Software needs a customer service focus

One complaint that you often hear from users is that software is difficult to use, or it just doesn’t do what they want it to do. There are many reasons for this. One of which is the developer has to meet their company’s needs. These needs are typically counter to what users want, but I think the other reason for it is that developers don’t typically think of how best to facilitate what the user wants.

This can also be exacerbated by the fact the company does not want to provide a good experience. If you can only watch Disney content on a Disney app, then it doesn’t really matter how good the app is. You have to use it. The walled garden approach definitely does not suit most media.

One thing that would be nice to see is regulation to say that media that is for sale in an app needs to be accessible for any other service to sell. If you could watch Disney content on any streaming service, then you’d likely pick the one that best suits your needs and especially with film / television media no one really wants 10+ streaming apps. More so when half of them are somewhat rubbish.

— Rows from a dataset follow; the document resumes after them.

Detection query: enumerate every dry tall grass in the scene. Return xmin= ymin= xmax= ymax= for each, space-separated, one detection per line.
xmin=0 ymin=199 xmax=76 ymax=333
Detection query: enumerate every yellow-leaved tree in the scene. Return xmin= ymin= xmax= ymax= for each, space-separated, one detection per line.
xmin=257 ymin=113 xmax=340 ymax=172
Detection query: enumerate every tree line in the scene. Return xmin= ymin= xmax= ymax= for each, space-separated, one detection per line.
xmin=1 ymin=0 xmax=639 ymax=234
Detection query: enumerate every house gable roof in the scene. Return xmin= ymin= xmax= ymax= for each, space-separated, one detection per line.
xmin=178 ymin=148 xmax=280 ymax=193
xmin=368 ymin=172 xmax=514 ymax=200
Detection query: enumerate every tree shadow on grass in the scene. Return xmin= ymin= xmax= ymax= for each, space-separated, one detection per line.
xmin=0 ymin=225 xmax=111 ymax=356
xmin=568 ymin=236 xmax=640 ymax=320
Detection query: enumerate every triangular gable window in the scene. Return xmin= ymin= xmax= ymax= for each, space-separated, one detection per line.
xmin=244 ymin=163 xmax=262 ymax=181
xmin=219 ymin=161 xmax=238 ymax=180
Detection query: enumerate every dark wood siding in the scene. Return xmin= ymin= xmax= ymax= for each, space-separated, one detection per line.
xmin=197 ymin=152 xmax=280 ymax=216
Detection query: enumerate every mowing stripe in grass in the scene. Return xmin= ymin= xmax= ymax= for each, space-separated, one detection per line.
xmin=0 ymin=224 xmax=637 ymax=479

And there is the thing, as smart as developers might think they are and how valuable they are, when it really comes down to it, the customer does not care about the code. They care about the food that is delivered, the film they want to watch or the package they’re getting delivered.

In terms of what will keep the company afloat, sadly, developers are kind of at the bottom. Your company can easily be replaced by someone who does it better or if all options are a bit poor then people will just bypass you. As illogical as it seems to go back to vinyl or cassettes or even VHS, you see these trends. I’m sure some of that comes about from people wanting to be unique, but I think a lot of it also comes up from being fed up with the hassle of getting music digitally, which should be the best option. When it’s done well, it certainly is the best option in my mind having lived through the record, cassette, CD and minidisc era.

However, this is rarely the case and I think it’s really down to a lack of care about providing good customer service. While unrealistic, it wouldn’t hurt if developer jobs has requirements like 2 years of working in retail alongside the CS degree requirement or something that shows the developer has some sort of experience providing service towards customers.

Take this real-world example from this month. It’s slightly tweaked to protect the innocent.

We've been waiting for this since early 2019. It is needed so we can tell what type of widgets we are looking at in our tools. We cannot even discern the type of Doo-dad correctly. I'm glad we're approaching, maybe investigating the cloud requirements in future iterations.

This isn’t a one-off occurrence. A team that provides the thing the customer often wants needs certain things from the development team. However, the development team simply ignores what their internal customer requires. Frequently for many years, as shown above.

And as expected, when the developer fails, the customer goes somewhere else. These people have taken up doing their own scripting, using Excel and basically any tool that gets the job done because their job, not the code, matters.

But useless project managers and developers sit about and assume they’re the important ones and drive the direction of development.

The result is developers are effectively wasting their time doing things no one particularly cares about. The internal customer is wasting their time developing their own ways to hack together something to get the job done and a hostile environment is created, ensuring less cooperation in the future.

It doesn’t matter if Rust looking new and shiny. What does it do to better the customer’s experience?